Can a military draft work in Afghanistan?

By Nasim Fekrat (in Pennsylvania, U.S.)

During his visit to Germany, Hamid Karzai has stated that his government will consider instituting mandatory national military service. Afghanistan lacks a strong national apparatus for nation building where people from different ethnic background can share and learn from each other. Such an institution has been one of Afghanistan’s most fundamental needs over the last few years. Despite this, compulsory military service would be impossible to implement.

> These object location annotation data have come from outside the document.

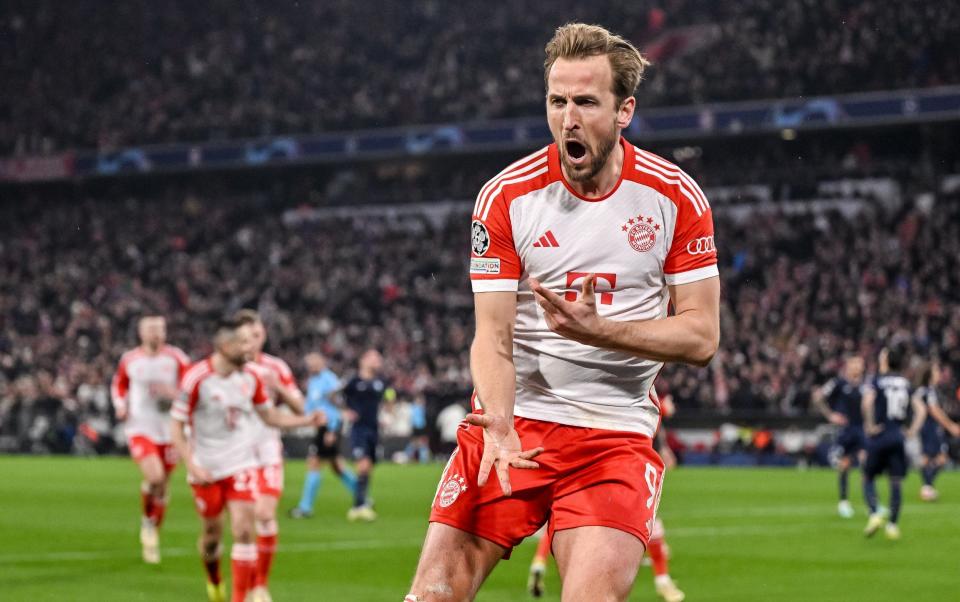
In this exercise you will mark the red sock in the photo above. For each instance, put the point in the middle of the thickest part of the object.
(543, 548)
(212, 567)
(158, 510)
(243, 563)
(147, 503)
(658, 557)
(266, 548)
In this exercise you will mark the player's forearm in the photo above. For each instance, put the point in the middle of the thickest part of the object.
(692, 337)
(494, 375)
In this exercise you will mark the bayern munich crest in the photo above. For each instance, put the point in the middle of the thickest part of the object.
(641, 232)
(452, 489)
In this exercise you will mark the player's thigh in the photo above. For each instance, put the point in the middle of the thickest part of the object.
(242, 514)
(152, 469)
(453, 564)
(597, 564)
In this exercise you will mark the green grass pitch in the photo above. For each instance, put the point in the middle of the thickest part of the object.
(68, 531)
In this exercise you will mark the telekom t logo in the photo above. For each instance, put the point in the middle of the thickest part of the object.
(574, 281)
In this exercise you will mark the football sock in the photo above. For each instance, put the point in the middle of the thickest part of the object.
(895, 497)
(658, 556)
(266, 548)
(360, 494)
(870, 494)
(211, 564)
(243, 562)
(311, 486)
(349, 481)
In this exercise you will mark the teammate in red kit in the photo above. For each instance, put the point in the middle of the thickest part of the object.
(221, 399)
(143, 388)
(281, 387)
(577, 251)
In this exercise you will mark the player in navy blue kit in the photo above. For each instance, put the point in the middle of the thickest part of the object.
(839, 401)
(932, 440)
(886, 405)
(362, 396)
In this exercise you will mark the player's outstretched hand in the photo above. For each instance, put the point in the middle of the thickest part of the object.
(577, 320)
(501, 450)
(198, 474)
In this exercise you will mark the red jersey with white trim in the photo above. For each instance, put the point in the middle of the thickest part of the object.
(269, 446)
(133, 388)
(654, 229)
(220, 411)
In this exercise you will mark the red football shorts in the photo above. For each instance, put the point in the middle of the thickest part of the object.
(270, 480)
(210, 499)
(587, 477)
(142, 447)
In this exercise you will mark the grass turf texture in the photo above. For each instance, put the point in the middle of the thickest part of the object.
(68, 531)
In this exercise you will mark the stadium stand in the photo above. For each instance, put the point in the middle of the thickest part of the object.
(146, 72)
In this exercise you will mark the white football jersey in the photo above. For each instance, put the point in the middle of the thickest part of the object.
(220, 411)
(652, 230)
(132, 385)
(269, 445)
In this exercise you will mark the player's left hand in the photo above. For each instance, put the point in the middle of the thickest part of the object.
(576, 320)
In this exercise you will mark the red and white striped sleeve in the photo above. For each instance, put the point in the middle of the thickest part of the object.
(494, 263)
(120, 385)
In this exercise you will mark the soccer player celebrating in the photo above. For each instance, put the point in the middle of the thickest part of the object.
(886, 404)
(221, 399)
(578, 250)
(362, 396)
(281, 386)
(143, 388)
(932, 441)
(839, 401)
(321, 388)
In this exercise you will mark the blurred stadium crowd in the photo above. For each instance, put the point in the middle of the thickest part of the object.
(146, 72)
(803, 284)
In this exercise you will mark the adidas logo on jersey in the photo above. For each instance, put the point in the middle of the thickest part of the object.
(547, 240)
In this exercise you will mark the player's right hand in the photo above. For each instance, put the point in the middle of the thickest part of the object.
(838, 419)
(198, 474)
(501, 449)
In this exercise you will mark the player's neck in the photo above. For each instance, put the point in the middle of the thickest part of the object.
(221, 365)
(149, 349)
(606, 179)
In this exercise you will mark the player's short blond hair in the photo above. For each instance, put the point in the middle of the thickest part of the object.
(579, 41)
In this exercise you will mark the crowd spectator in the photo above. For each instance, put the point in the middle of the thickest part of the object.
(84, 74)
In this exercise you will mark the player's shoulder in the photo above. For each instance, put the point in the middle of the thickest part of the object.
(196, 373)
(653, 171)
(521, 177)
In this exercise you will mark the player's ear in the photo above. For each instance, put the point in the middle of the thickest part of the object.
(625, 112)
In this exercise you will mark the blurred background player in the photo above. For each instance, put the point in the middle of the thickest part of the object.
(362, 396)
(839, 400)
(143, 388)
(322, 387)
(281, 386)
(219, 396)
(886, 406)
(418, 450)
(658, 551)
(933, 444)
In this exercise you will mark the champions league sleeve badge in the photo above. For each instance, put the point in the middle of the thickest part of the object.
(481, 238)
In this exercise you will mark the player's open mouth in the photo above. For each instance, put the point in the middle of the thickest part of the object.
(576, 151)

Afghanistan is a multi-ethnic country with each ethnic group claiming to have priority over the others. The Pashtun are the majority ethnic group, form 40 percent of population and have been ruling for over two centuries in Afghanistan. They claim to have the same position today. The other ethnic groups -- Tajik, Hazara and Uzbek -- have been marginalized and have been oppressed by ruthless Pashtun dictatorships. Today, 99 percent of Taliban come from Pashtun tribes.

There are lots of Pashtuns in the ANA but they have rarely been sent to the front lines of the conflict, especially in Pashtun areas of southern Afghanistan. Over the last few years some Pashtuns who had been sent to Helmand to fight against the Taliban either joined the Taliban or betrayed and shot to death their fellow soldiers. Today, most of the soldiers who are fighting against the Taliban in southern Afghanistan are non-Pashtun.

Thus, it will be very difficult for the Karzai government to implement mandatory military service in the fight against the Taliban. If other ethnic groups join the army and fight against the Pashtun-led Taliban movement, this war will not be war against Taliban anymore. In a more practical sense, people will predictably try to avoid military service, seeing no reason to fight against their countrymen.

Nasim Fekrat is the editor of the Afghan Lord blog. He is now a student at Dickinson College in Carlisle, Pennsylvania.